Dennis Erickson had replaced Riley at OSU and inspired a prep recruiting blitz that brought winning results and national notice that carried Erickson into the NFL  as head mentor of the San Francisco 49ers (what now looks like a disastrous move by Dennis).    Beaver athletic director Bob DeCarolis passed over some golden applicants to satisfy home town sentiment and hire Riley for a second OSU coaching term.  Fueled by Erickson recruits, Riley's teams have gone 15-10 since his Corvallis redo.  
 
It now becomes obvious, however, that a run of recruiting questionable citizens initiated by Erickson has continued under Riley, whose latest group of recruits is rated near the Pac 10 bottom in skill quality.  OSU assistant coach defections have Riley looking for folks to fill key slots that include offensive coordinator, tight ends, wide receiver/recruiting coordinator and linebacker positions.
 
Turmoil signs run rampant
 
We believe there is more than timing coincidence involved in the coaching turnover.  Riley and his AD DeCarolis have excused the flagrant off-campus  criminal activity of squad members since November.  Riley has lived up to his 'nice guy' image in  press conference justifications for reinstating offending players.
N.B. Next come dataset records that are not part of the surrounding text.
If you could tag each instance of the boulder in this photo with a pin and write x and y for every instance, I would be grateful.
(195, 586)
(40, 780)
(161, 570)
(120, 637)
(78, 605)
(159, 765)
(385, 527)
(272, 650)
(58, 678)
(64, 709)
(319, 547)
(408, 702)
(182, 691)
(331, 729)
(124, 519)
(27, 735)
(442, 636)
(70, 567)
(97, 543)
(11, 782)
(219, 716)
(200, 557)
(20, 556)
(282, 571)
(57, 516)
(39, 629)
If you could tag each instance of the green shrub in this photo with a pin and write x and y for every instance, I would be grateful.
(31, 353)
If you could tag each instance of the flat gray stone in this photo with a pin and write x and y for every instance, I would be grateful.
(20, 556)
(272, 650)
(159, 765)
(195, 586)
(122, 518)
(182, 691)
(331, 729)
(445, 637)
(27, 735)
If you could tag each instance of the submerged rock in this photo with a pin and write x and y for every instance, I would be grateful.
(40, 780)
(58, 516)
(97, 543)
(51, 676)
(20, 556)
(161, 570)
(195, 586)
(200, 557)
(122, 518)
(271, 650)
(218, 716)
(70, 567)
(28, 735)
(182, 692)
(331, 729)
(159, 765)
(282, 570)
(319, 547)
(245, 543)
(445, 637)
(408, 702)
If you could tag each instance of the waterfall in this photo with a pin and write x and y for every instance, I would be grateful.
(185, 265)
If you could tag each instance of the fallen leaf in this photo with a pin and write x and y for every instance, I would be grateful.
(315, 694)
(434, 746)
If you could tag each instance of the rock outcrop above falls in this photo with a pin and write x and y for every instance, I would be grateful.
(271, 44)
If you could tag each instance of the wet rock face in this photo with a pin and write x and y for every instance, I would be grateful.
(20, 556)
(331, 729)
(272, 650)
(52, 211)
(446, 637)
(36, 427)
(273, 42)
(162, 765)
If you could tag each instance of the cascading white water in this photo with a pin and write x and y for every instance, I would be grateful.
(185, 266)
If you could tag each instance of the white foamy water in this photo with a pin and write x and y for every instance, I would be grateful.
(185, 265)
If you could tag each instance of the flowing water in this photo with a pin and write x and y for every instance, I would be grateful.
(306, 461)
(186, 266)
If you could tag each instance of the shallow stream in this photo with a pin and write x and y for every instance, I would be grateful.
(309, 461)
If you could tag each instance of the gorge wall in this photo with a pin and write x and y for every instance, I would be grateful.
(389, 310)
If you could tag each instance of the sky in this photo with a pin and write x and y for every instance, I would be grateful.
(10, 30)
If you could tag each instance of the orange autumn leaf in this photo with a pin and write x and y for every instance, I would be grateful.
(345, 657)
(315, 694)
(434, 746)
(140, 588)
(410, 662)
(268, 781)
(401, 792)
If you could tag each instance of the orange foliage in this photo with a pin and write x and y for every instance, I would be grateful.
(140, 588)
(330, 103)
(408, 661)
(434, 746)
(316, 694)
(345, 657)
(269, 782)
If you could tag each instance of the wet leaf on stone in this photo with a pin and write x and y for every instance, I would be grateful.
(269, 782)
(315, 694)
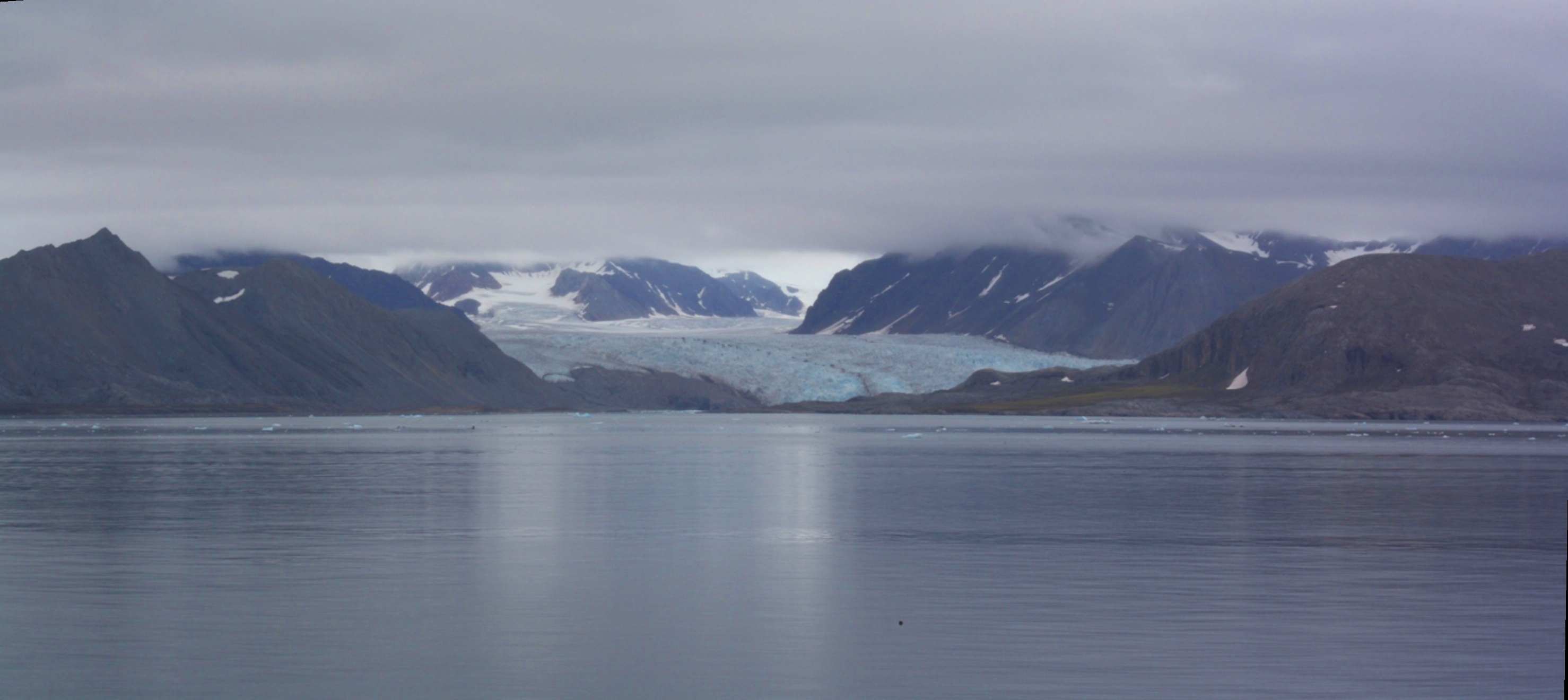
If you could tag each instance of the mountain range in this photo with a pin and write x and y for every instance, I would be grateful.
(609, 290)
(1377, 337)
(91, 325)
(1139, 300)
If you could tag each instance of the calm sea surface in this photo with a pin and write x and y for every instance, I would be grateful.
(712, 556)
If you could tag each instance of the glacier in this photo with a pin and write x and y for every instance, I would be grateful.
(758, 354)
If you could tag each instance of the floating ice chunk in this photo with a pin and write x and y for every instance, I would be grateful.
(1239, 381)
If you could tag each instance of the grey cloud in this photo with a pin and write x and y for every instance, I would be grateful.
(668, 127)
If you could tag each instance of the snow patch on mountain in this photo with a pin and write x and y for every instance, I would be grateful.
(1236, 242)
(1338, 256)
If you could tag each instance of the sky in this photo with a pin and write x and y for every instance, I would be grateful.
(803, 134)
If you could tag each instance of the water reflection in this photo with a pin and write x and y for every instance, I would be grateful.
(736, 556)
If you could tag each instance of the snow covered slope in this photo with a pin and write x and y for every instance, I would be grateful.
(758, 354)
(607, 290)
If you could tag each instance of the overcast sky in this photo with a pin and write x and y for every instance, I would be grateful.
(720, 129)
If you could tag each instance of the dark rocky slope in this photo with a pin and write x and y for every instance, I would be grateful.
(91, 323)
(1374, 337)
(1129, 304)
(763, 293)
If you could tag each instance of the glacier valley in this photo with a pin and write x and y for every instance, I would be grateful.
(758, 354)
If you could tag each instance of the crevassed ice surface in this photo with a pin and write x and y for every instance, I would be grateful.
(758, 354)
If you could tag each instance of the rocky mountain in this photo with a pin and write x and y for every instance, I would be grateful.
(609, 290)
(1137, 300)
(91, 323)
(93, 326)
(385, 290)
(1375, 337)
(763, 293)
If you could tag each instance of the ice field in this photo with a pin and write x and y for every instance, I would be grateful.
(758, 354)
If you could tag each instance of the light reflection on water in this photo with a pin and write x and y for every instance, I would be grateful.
(648, 555)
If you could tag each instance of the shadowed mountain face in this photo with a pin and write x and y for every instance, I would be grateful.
(91, 323)
(1133, 303)
(1374, 337)
(1432, 334)
(385, 290)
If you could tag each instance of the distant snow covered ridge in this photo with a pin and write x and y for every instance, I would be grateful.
(1305, 252)
(606, 290)
(758, 356)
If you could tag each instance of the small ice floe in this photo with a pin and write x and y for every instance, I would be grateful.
(1239, 381)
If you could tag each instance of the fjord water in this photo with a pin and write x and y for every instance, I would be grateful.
(670, 555)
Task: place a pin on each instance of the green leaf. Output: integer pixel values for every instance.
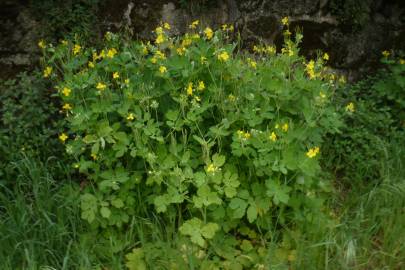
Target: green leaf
(105, 212)
(135, 260)
(239, 207)
(218, 160)
(209, 230)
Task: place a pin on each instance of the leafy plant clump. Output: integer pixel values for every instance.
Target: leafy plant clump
(374, 112)
(220, 144)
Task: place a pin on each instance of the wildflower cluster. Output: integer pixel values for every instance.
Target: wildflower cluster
(189, 126)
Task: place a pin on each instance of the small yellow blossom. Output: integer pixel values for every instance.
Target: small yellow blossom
(244, 135)
(201, 85)
(76, 49)
(322, 95)
(271, 50)
(180, 50)
(194, 24)
(130, 117)
(47, 72)
(350, 107)
(101, 86)
(224, 56)
(162, 69)
(208, 33)
(42, 44)
(66, 91)
(284, 21)
(63, 137)
(111, 53)
(252, 63)
(285, 127)
(159, 30)
(273, 136)
(313, 152)
(67, 107)
(189, 89)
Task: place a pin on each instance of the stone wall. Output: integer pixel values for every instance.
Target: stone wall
(353, 51)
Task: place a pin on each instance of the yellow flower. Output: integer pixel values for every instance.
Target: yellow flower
(111, 53)
(130, 117)
(67, 107)
(271, 50)
(252, 63)
(350, 107)
(194, 24)
(63, 137)
(162, 69)
(160, 39)
(42, 44)
(101, 86)
(284, 21)
(159, 30)
(47, 72)
(285, 127)
(189, 89)
(66, 91)
(313, 152)
(386, 53)
(76, 49)
(212, 168)
(208, 33)
(273, 136)
(201, 85)
(224, 56)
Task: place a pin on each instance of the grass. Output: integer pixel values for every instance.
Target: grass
(41, 228)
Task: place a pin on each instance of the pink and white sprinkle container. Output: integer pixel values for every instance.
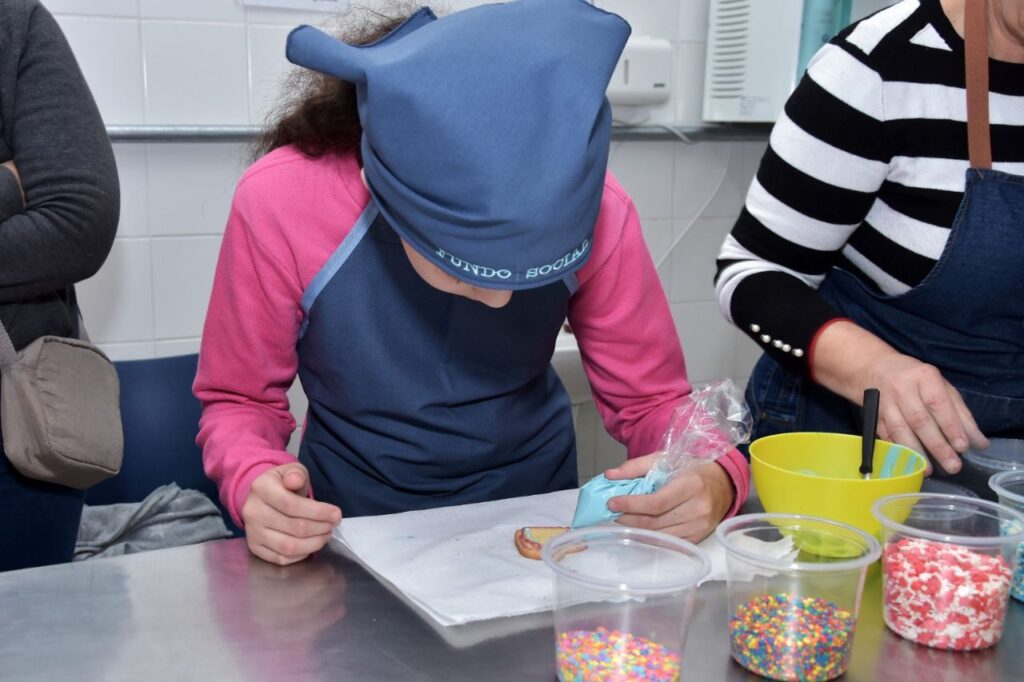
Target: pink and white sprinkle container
(947, 564)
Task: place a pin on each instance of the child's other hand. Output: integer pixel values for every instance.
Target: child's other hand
(689, 506)
(283, 524)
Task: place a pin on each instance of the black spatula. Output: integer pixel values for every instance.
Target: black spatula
(868, 425)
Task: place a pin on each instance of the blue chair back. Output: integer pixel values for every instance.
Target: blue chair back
(160, 416)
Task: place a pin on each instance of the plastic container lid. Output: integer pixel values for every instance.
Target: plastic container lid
(796, 524)
(597, 558)
(1010, 486)
(1001, 455)
(934, 507)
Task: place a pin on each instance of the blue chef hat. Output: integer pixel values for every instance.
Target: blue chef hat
(485, 132)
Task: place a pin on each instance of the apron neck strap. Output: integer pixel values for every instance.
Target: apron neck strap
(976, 50)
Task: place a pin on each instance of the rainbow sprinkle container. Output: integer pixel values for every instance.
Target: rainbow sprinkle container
(623, 601)
(795, 586)
(946, 567)
(1009, 487)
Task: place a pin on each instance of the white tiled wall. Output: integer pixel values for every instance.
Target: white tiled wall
(214, 61)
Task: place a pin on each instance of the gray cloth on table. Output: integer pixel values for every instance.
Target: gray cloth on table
(168, 517)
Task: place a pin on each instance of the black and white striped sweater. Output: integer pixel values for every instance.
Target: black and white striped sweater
(864, 171)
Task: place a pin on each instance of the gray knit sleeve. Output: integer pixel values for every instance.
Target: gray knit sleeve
(10, 195)
(58, 142)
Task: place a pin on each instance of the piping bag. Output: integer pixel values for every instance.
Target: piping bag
(707, 425)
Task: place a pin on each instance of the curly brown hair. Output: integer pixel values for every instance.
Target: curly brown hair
(318, 113)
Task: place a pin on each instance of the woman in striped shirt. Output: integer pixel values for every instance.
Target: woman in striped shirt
(875, 251)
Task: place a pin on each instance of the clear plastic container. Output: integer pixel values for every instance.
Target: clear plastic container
(623, 601)
(1009, 487)
(795, 587)
(946, 567)
(980, 465)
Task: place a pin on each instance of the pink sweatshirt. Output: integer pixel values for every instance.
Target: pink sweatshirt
(290, 213)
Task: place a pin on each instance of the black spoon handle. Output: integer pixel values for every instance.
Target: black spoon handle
(869, 426)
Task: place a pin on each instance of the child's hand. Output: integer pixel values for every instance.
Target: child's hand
(689, 506)
(283, 524)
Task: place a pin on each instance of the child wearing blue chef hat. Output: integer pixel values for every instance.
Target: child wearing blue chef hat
(430, 210)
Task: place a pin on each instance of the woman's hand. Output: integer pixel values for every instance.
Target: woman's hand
(283, 524)
(689, 506)
(918, 407)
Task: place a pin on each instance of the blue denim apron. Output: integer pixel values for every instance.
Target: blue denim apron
(420, 398)
(966, 317)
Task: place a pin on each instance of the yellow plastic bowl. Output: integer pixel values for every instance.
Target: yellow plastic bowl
(818, 474)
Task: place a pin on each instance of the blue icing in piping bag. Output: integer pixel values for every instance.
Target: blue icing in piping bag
(706, 426)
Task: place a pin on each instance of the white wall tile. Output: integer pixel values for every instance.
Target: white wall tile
(115, 76)
(748, 353)
(645, 171)
(656, 18)
(182, 278)
(131, 175)
(709, 341)
(861, 8)
(693, 258)
(202, 10)
(688, 91)
(711, 179)
(128, 351)
(290, 17)
(692, 20)
(267, 67)
(93, 7)
(196, 73)
(657, 235)
(190, 186)
(173, 347)
(608, 453)
(117, 302)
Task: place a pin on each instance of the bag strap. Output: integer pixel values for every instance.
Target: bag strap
(976, 51)
(7, 353)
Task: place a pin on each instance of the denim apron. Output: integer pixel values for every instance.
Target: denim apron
(420, 398)
(966, 316)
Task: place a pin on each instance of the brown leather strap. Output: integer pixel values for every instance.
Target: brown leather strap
(976, 49)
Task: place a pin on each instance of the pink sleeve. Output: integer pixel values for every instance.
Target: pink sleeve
(628, 339)
(247, 363)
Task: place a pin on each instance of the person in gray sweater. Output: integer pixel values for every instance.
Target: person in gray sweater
(59, 204)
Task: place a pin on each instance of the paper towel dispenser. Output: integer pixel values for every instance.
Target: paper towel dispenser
(643, 75)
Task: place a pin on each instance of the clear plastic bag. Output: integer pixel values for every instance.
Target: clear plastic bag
(710, 423)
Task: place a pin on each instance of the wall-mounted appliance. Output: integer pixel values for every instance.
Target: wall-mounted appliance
(759, 49)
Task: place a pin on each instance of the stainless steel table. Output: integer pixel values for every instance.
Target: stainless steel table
(213, 612)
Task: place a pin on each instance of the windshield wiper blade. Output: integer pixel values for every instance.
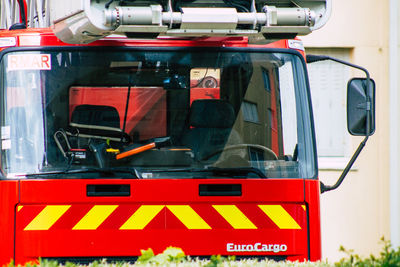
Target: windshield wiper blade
(235, 171)
(106, 171)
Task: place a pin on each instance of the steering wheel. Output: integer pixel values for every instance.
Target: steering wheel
(270, 153)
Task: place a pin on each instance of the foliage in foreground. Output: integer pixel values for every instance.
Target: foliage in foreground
(175, 257)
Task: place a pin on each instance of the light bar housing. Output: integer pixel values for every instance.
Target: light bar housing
(84, 21)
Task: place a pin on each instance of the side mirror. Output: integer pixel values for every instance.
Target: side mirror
(361, 106)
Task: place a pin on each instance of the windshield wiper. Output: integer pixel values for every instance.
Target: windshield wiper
(236, 172)
(104, 171)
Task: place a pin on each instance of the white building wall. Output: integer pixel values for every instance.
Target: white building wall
(356, 215)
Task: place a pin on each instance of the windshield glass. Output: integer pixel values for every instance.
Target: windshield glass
(156, 114)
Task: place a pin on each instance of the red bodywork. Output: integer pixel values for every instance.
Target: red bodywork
(59, 218)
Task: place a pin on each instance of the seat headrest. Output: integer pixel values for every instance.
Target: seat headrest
(211, 113)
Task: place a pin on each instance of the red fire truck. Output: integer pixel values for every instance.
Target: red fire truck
(129, 125)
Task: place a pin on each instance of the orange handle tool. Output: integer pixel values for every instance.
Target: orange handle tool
(136, 150)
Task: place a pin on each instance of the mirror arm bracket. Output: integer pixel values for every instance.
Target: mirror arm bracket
(325, 188)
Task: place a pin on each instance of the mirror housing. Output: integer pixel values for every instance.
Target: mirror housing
(361, 106)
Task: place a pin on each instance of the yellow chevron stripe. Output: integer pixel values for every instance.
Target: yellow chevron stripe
(234, 217)
(141, 217)
(280, 216)
(47, 217)
(188, 217)
(95, 217)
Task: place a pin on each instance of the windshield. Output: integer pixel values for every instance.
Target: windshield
(156, 114)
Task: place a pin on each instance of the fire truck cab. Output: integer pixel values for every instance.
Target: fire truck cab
(129, 125)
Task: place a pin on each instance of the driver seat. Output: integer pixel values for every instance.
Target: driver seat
(98, 122)
(209, 126)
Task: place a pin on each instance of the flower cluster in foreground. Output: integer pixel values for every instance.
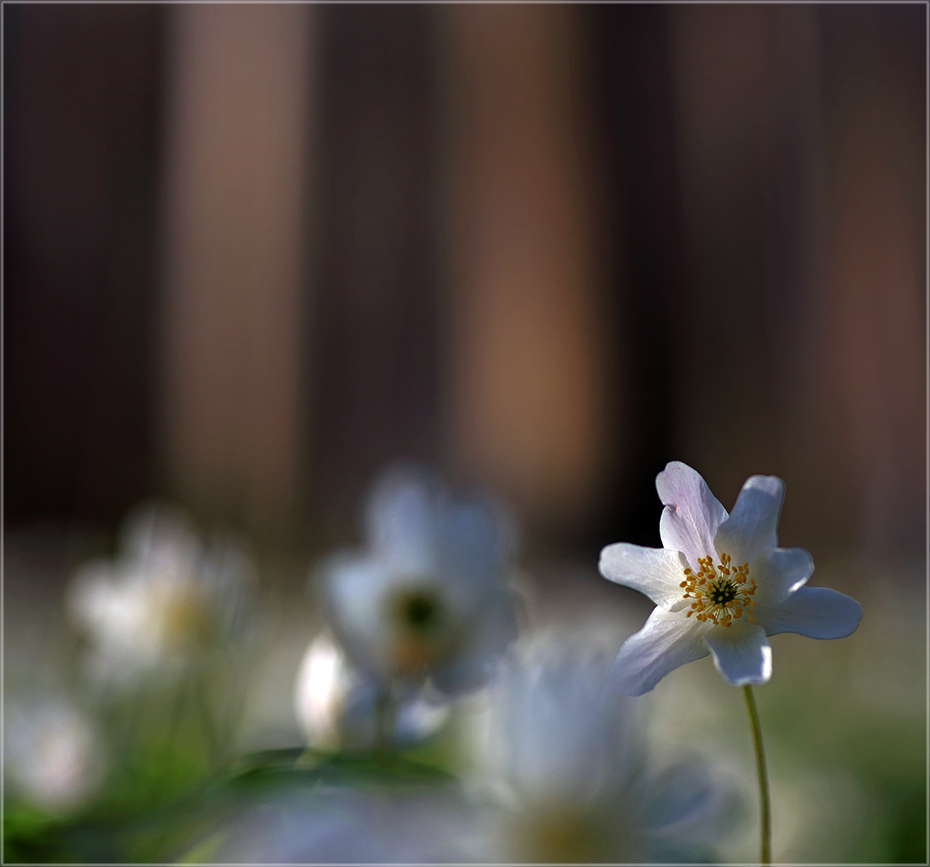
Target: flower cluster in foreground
(721, 585)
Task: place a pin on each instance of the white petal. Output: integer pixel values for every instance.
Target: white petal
(741, 653)
(778, 572)
(657, 572)
(692, 513)
(666, 642)
(751, 526)
(816, 612)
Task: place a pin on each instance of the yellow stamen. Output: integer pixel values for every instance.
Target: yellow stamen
(723, 592)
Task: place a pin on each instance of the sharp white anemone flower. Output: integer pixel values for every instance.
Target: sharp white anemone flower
(336, 706)
(573, 782)
(426, 599)
(721, 585)
(165, 596)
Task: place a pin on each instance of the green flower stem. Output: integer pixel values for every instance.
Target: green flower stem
(385, 713)
(764, 801)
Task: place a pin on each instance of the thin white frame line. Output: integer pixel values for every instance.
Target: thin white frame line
(925, 3)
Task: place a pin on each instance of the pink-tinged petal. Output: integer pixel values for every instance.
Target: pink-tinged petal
(753, 522)
(692, 513)
(741, 653)
(657, 572)
(816, 612)
(779, 572)
(666, 642)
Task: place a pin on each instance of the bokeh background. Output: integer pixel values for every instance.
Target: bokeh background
(254, 253)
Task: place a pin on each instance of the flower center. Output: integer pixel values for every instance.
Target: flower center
(721, 593)
(420, 632)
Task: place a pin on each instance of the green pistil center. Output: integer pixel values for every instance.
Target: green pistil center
(721, 592)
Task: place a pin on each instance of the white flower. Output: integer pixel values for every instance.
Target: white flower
(165, 596)
(336, 706)
(721, 585)
(331, 824)
(53, 754)
(426, 599)
(573, 779)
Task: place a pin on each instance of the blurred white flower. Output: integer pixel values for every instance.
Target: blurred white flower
(721, 585)
(164, 597)
(53, 755)
(337, 825)
(425, 600)
(566, 758)
(336, 706)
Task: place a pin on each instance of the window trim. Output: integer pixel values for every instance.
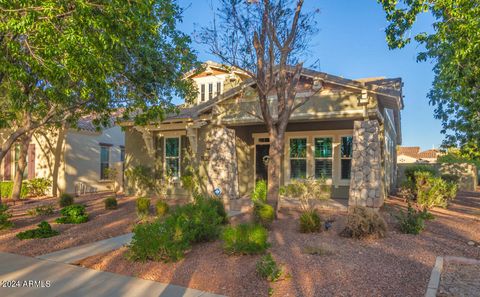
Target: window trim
(296, 158)
(179, 155)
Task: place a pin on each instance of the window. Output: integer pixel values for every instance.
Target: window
(346, 156)
(210, 91)
(172, 156)
(104, 161)
(298, 158)
(219, 88)
(323, 157)
(202, 92)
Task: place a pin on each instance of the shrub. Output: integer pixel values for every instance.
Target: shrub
(65, 200)
(268, 269)
(110, 203)
(259, 193)
(245, 239)
(263, 213)
(44, 230)
(363, 222)
(42, 210)
(168, 240)
(310, 222)
(73, 214)
(4, 217)
(143, 206)
(411, 222)
(162, 208)
(38, 186)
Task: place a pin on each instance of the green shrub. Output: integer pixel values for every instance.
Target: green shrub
(162, 208)
(42, 210)
(363, 222)
(6, 188)
(259, 193)
(4, 217)
(245, 239)
(268, 269)
(73, 214)
(110, 203)
(38, 187)
(44, 230)
(168, 240)
(263, 213)
(310, 222)
(143, 206)
(65, 200)
(411, 222)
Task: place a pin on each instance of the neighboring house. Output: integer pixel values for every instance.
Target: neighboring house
(412, 154)
(346, 133)
(77, 157)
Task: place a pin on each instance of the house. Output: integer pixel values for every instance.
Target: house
(412, 154)
(348, 133)
(75, 159)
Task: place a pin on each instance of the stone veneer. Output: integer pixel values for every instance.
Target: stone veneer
(366, 187)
As an asssitant coach in this program, you are justified in
wondering where this leads in terms of your own success.
 
As Leo Durocher once famously pointed out, "nice guys finish last" and we don't expect Riley is headed in the direction of proving this judgment wrong.   Athletes fresh out of high school need unwavering discipline to reach their collegiate performance potential.  This principle seems to have eluded Riley in his years of coaching.